Low grade honey flooding Ugandan market

Jun 28, 2023

Back here in Uganda, if you take a look at many of the imported honey on supermarket shelves, you will find this honey. Most labels will state “Product of Australia” although it is this low-grade honey from other countries.

Simon Tuner

Admin .
@New Vision

OPINION

By Simon Tuner

While imported honey is packaged well and looks very good, clear and thick yellow as we would expect good honey to be, unbeknownst to the consumer, it is very low-grade honey, basically reconstituted corn syrup.

It dominates the honey aisle on supermarket shelves and presents a real concern to the consumer for its poor health benefits and for the growth of the Ugandan economy as a whole.

Imported honey is produced on large commercial farms that pay bee-keepers to bring their beehives to pollinate crops and increase their overall farm yields. Commercial farmers are aware of the monetary benefit of honeybees pollinating their crops raising their yields by 30-50% so they pay the beekeeper good money to bring their beehives onto their farms. According to the US Department of Agriculture, pollination services contribute between $235-577 billion in economic value toward global food production (2019). Over 9.5% of the world’s total food production comes from honeybee pollination.

The almond farms in California are completely reliant on honeybee pollination for yield. A bee-keeper will get paid $150-200 (about sh550,000 to sh735,000) per beehive for bringing their hives during blossoming. An average commercial beekeeper with 500 beehives will make $75,000-100,000 in one month from this undertaking. The income from this is so great that nearly all commercial beekeepers in the US truck their hives across the country for this economic windfall.

Although this comes at a cost. Commercial farms are mono-crops that are sprayed with fungicides and pesticides that weaken and kill honeybees. Being a mono-crop, the lack of a varied diet weakens the bee’s immunity so the beekeeper will use an internal feeder filled with corn syrup liquid with antibiotics to keep the bees alive. Colony death is high, but the beekeeper is not so worried as re-queening costs about $25, a minimal cost negated from the overall profit. Honey production from this practice is very low-grade and is sold off cheaply to factories and unsuspecting countries for some extra profit.

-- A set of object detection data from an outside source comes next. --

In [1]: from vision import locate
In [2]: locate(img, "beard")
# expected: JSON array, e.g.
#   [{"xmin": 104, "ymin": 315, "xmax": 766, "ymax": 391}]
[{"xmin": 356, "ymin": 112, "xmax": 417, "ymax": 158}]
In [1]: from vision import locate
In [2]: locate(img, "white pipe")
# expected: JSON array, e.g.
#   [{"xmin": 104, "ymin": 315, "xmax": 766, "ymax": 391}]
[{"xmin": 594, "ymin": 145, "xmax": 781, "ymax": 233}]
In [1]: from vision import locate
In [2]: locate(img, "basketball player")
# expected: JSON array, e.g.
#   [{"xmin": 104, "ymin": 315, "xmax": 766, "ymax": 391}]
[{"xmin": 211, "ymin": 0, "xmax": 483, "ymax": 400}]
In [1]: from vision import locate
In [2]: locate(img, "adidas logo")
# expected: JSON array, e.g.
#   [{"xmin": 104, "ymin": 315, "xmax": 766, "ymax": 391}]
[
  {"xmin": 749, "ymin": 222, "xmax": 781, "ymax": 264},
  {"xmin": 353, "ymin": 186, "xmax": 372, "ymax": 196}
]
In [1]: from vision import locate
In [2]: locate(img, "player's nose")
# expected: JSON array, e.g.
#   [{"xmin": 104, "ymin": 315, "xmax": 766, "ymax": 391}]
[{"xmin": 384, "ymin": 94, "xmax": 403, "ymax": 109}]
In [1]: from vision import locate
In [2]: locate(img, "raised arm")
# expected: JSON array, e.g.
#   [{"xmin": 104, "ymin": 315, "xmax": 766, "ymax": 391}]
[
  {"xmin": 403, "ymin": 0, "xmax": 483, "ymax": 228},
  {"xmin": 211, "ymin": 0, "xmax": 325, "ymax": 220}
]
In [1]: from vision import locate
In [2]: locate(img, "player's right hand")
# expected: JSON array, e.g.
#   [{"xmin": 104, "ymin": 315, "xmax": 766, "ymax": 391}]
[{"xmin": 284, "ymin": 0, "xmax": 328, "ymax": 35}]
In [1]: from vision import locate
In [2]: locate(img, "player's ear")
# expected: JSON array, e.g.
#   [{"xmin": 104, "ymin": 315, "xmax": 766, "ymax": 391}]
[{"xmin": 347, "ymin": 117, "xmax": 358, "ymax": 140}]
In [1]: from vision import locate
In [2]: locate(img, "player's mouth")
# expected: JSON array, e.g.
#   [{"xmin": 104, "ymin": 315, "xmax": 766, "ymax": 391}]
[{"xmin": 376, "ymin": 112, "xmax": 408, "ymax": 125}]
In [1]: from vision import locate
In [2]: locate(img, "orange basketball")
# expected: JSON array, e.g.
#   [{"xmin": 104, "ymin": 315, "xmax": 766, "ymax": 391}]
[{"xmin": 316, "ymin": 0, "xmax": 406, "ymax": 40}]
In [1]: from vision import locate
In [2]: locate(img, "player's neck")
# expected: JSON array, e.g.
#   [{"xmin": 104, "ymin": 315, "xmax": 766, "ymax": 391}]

Back here in Uganda, if you take a look at many of the imported honey on supermarket shelves, you will find this honey. Most labels will state “Product of Australia” although it is this low-grade honey from other countries. It is ultra-filtered to take out the pollen content which defines its botanical region and country of origin then shipped to Australia and a small amount of Australian honey is added so it can be labelled “Product of Australia”. It is then trans-shipped off in bulk for packing in the Middle East, where it is then sold off to poor countries. This process is called “tarns-shipping”.

All this comes back to you as you’re running your fingers along the supermarket shelves and come across the honey aisle. You see this very nice-looking, expensive imported honey but what you are getting is totally something else.

Local honey on the other hand is produced by farmers who are using integrated farming methods with diverse crops that provide very good nectar diversity for bees and a rich pure honey with high nutrition content. We are often let down by improper harvesting from farmers not wearing bee suits and over-smoking the beehives at night, which leads to a darker smokier honey but the quality of honey you are getting from Ugandan honey is far and above what you get from imported honey. All at a lesser price.

Further to this, there is a direct economic loss from importing products. We are also not stimulating agricultural production at the farmer level by flooding our markets with low-grade imported honey.

Also, the value of bee-keeping itself in Uganda is very high as the increased crop yields from pollination is an unrealised potential here that can lead to increased food security, overall agricultural income, and improved quality of agricultural products.